Over a career spanning three decades, Mona Hatoum has become a leading artist on the contemporary art scene. She initially attracted public attention with performances and video works in which the body gave expression to a divided reality, besieged by manifestations of political and social control. In the course of the 1990s Hatoum gradually moved away from this form of narrative and started to focus on sculptures and large-scale installations. Everyday objects feature prominently in these works, items such as chairs, beds and domestic utensils, which, when modified or blown up in size, re-present a familiar reality that reflect a suspicious, insidious and hostile world. These works appear vulnerable and disorientating, and leave no room for fixed meanings of any kind. The body remains central to Hatoum’s work, an intensely fragile measure for perceiving the individual and his or her relation to the world. What is familiar ceases to be so, and the expected is replaced by new visual and conceptual associations. The artist proceeds by delineating a supple language of her own, in which various levels – formal, conceptual and political – consistently interact.
In this exhibition at Galleria Continua, Hatoum revisits some themes that are emblematic of her artistic practice.

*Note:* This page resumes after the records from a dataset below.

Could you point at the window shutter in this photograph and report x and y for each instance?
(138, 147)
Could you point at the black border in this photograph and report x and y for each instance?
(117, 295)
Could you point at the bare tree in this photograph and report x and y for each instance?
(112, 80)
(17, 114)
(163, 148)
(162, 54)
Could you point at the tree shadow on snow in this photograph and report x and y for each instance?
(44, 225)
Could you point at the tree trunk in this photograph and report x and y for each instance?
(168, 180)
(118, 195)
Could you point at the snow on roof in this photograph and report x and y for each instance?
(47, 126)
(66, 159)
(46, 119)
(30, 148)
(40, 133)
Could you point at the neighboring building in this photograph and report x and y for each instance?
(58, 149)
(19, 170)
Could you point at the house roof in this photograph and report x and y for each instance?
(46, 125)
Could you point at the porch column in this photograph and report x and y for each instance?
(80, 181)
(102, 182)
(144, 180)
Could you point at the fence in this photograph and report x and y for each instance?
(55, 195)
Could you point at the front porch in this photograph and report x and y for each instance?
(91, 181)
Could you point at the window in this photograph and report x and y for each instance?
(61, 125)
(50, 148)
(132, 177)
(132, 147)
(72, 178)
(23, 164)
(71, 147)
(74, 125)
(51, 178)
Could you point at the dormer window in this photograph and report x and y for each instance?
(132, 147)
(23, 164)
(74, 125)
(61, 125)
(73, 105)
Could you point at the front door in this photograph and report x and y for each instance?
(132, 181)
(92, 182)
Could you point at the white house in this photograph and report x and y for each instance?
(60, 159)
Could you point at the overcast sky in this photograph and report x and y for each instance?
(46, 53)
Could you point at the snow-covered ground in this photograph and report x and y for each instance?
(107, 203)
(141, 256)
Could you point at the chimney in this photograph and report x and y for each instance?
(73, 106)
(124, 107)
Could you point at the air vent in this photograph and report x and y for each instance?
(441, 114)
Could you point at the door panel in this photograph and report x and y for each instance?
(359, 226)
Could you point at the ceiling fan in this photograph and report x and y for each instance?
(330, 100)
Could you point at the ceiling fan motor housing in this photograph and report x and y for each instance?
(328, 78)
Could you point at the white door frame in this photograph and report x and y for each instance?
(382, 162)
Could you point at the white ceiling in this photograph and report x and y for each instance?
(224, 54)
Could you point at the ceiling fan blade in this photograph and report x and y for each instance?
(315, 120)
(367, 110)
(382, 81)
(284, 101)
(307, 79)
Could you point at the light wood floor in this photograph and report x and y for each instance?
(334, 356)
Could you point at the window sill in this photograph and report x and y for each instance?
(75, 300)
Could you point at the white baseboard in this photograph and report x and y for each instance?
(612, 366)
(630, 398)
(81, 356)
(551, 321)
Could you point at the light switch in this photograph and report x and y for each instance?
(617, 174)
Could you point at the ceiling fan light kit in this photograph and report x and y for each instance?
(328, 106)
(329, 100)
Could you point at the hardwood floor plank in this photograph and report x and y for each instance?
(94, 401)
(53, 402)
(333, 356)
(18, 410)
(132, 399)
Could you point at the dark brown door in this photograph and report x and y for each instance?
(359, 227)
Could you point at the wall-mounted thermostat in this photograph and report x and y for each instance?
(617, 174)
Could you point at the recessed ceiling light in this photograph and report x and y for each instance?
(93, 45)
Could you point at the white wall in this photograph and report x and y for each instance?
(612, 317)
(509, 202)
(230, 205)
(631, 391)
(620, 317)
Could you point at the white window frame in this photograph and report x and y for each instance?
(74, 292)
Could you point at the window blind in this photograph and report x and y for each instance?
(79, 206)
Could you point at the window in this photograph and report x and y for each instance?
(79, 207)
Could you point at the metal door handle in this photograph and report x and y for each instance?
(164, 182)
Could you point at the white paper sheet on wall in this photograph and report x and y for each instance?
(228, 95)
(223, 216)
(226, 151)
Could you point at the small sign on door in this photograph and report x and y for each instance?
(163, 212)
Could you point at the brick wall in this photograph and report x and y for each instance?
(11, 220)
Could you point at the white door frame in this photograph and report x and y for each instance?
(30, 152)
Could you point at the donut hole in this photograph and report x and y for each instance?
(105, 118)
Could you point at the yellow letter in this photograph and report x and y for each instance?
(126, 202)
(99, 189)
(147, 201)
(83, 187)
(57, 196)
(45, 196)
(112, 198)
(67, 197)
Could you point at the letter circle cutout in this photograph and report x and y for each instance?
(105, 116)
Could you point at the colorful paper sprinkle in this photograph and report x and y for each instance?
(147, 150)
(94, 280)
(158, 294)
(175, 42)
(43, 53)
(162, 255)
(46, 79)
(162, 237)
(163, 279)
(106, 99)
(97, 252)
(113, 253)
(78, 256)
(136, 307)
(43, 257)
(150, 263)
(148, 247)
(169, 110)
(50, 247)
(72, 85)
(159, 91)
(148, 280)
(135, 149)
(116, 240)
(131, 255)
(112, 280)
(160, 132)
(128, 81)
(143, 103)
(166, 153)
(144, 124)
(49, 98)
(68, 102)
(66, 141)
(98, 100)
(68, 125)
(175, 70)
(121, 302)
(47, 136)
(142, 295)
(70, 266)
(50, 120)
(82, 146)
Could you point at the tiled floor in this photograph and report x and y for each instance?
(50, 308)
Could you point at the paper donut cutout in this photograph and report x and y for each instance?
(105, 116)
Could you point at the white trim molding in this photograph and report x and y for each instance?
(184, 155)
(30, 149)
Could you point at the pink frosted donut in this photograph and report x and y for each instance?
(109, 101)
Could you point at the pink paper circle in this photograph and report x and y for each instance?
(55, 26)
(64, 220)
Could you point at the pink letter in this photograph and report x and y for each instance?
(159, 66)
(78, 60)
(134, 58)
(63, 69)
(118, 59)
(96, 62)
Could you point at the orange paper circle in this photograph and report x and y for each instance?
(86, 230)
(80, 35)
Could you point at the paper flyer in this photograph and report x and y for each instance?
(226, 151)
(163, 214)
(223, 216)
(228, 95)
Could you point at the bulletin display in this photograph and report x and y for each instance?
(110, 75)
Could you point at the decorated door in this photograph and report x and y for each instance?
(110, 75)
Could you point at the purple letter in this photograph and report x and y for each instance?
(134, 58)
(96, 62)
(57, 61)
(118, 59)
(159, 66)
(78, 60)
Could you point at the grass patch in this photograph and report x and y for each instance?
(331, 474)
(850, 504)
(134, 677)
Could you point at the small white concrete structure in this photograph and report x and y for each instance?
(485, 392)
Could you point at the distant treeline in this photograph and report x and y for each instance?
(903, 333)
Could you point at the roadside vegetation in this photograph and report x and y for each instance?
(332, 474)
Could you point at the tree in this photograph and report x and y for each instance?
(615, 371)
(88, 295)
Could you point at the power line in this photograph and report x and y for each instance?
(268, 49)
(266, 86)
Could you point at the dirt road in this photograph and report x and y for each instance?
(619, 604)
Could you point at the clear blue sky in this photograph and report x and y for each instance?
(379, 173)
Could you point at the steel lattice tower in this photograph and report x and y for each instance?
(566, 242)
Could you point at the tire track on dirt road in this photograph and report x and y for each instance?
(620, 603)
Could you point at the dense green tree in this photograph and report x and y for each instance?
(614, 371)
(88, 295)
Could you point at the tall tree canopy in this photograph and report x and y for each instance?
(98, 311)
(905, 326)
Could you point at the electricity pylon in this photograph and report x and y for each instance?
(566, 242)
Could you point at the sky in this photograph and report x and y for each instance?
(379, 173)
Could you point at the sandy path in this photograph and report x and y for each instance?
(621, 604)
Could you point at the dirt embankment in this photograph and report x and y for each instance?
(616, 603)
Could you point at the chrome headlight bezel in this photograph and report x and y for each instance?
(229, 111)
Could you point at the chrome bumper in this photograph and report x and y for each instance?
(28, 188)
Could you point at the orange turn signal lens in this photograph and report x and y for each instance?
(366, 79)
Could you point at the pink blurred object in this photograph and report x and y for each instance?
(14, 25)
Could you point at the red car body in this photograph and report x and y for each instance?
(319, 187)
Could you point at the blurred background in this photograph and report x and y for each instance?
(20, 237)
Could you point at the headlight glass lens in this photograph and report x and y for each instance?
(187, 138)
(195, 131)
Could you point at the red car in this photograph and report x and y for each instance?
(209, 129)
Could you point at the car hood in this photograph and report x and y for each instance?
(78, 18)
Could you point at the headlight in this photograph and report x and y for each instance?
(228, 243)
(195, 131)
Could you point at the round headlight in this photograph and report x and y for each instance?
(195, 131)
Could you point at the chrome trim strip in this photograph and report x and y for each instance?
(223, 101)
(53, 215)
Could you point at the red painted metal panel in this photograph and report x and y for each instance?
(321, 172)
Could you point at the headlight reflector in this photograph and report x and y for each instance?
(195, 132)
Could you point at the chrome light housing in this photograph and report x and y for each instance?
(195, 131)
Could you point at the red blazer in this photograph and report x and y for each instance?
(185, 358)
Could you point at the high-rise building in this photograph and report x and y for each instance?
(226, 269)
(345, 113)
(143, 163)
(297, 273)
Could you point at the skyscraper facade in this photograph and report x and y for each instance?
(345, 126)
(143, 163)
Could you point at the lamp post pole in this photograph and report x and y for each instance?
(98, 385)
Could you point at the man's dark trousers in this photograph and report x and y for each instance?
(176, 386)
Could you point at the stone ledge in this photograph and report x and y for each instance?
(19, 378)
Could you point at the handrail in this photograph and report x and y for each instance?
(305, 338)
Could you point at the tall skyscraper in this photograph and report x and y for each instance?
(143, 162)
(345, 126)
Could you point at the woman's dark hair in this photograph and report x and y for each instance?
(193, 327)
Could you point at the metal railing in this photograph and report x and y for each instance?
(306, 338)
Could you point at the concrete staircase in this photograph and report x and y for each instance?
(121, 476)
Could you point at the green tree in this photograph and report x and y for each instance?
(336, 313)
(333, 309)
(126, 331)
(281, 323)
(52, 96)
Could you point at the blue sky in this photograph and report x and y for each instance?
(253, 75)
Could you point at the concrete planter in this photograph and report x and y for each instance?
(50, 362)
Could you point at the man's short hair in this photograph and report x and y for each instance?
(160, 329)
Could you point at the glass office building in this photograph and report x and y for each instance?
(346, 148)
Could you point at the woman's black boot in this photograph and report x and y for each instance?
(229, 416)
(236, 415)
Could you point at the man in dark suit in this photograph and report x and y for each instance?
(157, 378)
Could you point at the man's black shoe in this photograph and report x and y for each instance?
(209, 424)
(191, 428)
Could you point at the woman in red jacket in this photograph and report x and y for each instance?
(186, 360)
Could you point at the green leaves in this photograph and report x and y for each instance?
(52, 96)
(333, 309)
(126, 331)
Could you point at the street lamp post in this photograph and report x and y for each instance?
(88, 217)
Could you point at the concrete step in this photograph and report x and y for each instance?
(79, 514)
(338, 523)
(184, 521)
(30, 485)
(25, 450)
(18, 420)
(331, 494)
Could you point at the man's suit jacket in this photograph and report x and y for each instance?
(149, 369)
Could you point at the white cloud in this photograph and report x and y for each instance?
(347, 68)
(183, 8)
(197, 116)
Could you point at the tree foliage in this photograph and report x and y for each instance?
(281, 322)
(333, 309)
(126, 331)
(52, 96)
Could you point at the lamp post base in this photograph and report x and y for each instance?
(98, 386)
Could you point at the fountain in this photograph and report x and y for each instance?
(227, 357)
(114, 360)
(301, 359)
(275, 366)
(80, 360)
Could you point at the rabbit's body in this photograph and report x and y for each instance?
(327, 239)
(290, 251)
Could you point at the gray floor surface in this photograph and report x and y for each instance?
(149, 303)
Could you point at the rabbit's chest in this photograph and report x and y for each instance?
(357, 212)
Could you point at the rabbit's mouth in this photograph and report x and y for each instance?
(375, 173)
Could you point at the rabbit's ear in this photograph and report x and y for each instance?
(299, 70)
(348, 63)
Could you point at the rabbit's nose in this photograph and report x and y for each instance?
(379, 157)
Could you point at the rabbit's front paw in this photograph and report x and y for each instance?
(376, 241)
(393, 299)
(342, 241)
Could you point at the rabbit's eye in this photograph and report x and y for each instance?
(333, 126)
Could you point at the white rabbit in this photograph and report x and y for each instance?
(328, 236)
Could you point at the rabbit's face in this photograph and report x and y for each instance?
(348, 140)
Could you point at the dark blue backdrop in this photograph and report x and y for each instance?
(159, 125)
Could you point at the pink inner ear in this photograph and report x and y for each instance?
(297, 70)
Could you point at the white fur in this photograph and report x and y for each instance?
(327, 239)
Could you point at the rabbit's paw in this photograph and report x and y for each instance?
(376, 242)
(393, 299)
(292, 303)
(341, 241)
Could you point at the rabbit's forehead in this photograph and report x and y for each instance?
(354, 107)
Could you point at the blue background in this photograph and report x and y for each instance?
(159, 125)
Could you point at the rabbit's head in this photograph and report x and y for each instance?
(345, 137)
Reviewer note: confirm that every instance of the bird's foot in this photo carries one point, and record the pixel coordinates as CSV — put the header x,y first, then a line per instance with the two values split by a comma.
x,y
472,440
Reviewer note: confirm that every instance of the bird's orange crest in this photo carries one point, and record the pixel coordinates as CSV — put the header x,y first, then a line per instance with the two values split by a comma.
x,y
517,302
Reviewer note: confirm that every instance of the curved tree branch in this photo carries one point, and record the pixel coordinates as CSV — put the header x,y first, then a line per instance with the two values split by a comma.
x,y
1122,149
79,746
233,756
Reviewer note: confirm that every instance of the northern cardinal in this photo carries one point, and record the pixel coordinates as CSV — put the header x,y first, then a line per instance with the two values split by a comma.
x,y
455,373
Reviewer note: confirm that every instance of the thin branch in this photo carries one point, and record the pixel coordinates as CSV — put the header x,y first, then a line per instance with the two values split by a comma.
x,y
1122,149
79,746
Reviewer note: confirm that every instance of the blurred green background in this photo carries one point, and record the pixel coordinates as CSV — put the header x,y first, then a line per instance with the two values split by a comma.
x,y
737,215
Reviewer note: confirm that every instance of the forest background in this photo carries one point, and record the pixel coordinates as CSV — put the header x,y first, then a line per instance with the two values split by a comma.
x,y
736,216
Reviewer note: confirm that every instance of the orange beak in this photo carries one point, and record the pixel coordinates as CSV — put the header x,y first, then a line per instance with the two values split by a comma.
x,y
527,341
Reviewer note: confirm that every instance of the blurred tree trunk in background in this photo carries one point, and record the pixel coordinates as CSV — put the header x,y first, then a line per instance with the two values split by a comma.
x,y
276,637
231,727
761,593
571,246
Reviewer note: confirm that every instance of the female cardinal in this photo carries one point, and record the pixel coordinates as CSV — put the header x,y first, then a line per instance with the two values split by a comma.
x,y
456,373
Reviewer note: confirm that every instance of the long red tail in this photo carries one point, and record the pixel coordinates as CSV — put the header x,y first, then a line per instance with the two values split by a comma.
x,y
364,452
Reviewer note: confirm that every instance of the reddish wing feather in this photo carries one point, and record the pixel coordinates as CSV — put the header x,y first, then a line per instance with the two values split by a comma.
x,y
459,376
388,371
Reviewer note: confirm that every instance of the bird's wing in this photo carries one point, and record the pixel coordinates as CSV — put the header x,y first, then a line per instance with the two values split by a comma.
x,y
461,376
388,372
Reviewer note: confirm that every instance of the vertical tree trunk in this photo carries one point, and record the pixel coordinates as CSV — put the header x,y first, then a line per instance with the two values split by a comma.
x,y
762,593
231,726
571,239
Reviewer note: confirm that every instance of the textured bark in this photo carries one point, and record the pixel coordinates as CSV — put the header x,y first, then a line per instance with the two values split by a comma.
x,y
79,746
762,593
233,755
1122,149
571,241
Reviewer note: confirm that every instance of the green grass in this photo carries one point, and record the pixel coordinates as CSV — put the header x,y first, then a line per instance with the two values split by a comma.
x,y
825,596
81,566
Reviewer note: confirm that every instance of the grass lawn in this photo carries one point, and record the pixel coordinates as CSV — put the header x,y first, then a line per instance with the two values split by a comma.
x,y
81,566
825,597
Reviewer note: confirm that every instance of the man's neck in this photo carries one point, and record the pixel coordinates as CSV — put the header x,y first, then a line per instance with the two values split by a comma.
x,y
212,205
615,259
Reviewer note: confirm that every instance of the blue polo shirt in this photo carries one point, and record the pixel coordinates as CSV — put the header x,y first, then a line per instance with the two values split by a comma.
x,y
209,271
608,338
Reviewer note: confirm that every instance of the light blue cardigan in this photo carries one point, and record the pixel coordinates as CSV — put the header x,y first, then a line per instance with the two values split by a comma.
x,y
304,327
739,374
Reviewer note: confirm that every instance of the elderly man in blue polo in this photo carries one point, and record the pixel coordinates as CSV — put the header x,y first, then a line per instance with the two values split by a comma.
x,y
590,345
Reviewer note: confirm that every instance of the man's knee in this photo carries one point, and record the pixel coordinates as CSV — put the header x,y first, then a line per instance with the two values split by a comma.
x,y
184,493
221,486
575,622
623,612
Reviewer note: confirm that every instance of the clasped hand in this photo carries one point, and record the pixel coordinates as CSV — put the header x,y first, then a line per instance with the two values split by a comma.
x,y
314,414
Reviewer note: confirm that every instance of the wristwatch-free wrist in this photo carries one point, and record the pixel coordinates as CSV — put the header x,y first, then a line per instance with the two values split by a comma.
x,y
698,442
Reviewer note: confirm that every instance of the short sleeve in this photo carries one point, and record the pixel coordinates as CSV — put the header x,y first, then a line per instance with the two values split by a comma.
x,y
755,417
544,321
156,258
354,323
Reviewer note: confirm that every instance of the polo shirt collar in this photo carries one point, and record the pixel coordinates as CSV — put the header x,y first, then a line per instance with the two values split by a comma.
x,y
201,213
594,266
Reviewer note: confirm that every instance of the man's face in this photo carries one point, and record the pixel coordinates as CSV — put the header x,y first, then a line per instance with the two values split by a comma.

Alongside a series of works produced between 1996 and 2010, the artist presents some recent and new pieces: mappings of the world informed by signs and memories, domestic objects transformed into singular and disturbing sculptures, but also fragile compositions made from unusual materials like toilet paper, pasta or human nails and hair, the faint residue of our daily existence.
A Body of Work highlights how Hatoum’s work is bound up with the wonder and intimacy of everyday life, but also rooted in an awareness of the conflict and violence that is a consistent threat to notions of self and our own individual identity.